(Reuters) - U.S. farmers plan to harvest their largest-ever hops crop, giving craft brewers who are struggling to match surging demand for beers with more aroma and bitterness reason to cheer.
Farmers expect to harvest 51,115 acres of hops in 2016, up 17 percent, the U.S. Department of Agriculture (USDA) said on Friday.
“That is certainly good news for us,” said Benjamin Li Yu, chief executive of British Columbia-based Russell Breweries Inc. “I hope the increase is giving everyone room to breathe.”
The United States and Germany are the world’s top growers of hops.
In 2015, sales volume of U.S. craft beer rose 12.8 percent domestically and 16.3 percent for exports, while overall U.S. beer sales eased 0.2 percent, according to Brewers Association in Boulder, Colorado.
Small brewers have feared a hops shortage after adverse weather blighted last summer’s European harvest.

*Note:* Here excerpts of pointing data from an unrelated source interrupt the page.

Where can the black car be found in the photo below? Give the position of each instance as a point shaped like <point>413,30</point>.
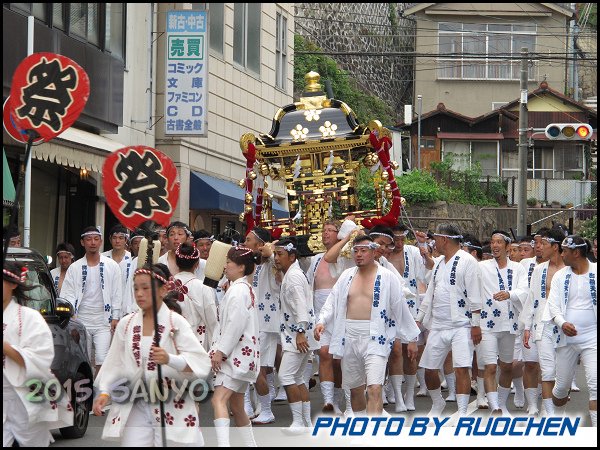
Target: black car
<point>71,364</point>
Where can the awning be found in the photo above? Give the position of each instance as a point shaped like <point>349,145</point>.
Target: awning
<point>77,148</point>
<point>8,188</point>
<point>471,136</point>
<point>208,192</point>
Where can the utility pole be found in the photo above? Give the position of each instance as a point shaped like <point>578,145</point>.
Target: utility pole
<point>523,148</point>
<point>419,107</point>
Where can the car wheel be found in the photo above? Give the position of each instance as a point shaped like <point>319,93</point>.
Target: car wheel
<point>81,411</point>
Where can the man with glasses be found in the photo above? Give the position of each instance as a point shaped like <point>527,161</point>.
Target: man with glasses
<point>538,351</point>
<point>572,309</point>
<point>365,313</point>
<point>93,286</point>
<point>451,311</point>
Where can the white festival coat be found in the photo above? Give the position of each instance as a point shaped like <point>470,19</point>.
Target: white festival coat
<point>198,307</point>
<point>125,361</point>
<point>28,333</point>
<point>531,316</point>
<point>464,286</point>
<point>390,317</point>
<point>73,286</point>
<point>493,319</point>
<point>237,333</point>
<point>267,291</point>
<point>296,300</point>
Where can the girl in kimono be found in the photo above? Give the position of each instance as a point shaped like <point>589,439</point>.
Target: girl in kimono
<point>235,351</point>
<point>197,301</point>
<point>28,351</point>
<point>133,357</point>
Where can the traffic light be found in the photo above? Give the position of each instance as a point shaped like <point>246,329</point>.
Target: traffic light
<point>569,131</point>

Lager producers such as Anheuser-Busch InBev also use hops, but in smaller amounts.
Craft beer premiums cover rising hops prices, but Li Yu said finding enough supplies has been the biggest challenge.
MillerCoors, owned by SABMiller and Molson Coors Brewing Co, has absorbed higher hops costs for some beers, like Blue Moon, said Warren Quilliam, senior director of brewing, malting and materials. But those costs are offset by low aluminum and fuel prices, and long-term contracts smooth out highs and lows, he said.
It is likely that small breweries, who buy hops on the spot market, are paying the highest prices, said Viv Jones, brewmaster at Saskatchewan-based Great Western Brewing Company. The company has hops supplies secured for the next three harvests at price increases in line with inflation.
U.S. average prices have climbed four straight years, hitting a record $4.38 per pound last year, up 19 percent, according to USDA. The U.S. vine-growing crop, which produces small green cones, is mainly grown in Washington, Oregon and Idaho.
While U.S. farmers have fretted about sagging incomes, Idaho hop grower Nate Jackson is enjoying the high prices.
He bought a 60-acre hop farm in 2008 and has expanded plantings tenfold.
“(I’m) definitely lucky,” Jackson said. “I’m not sure anybody saw that (price hike) coming.”
Even so, hops farming is an expensive business, and prone to busts due to over-supply, said Tom Marsh, a professor of agricultural and resource economics at Washington State University.
Unlike hops, malting barley prices are flat this year, due to ample global supplies, according to Rod Green, a malt barley broker at Central Ag Marketing in Alberta.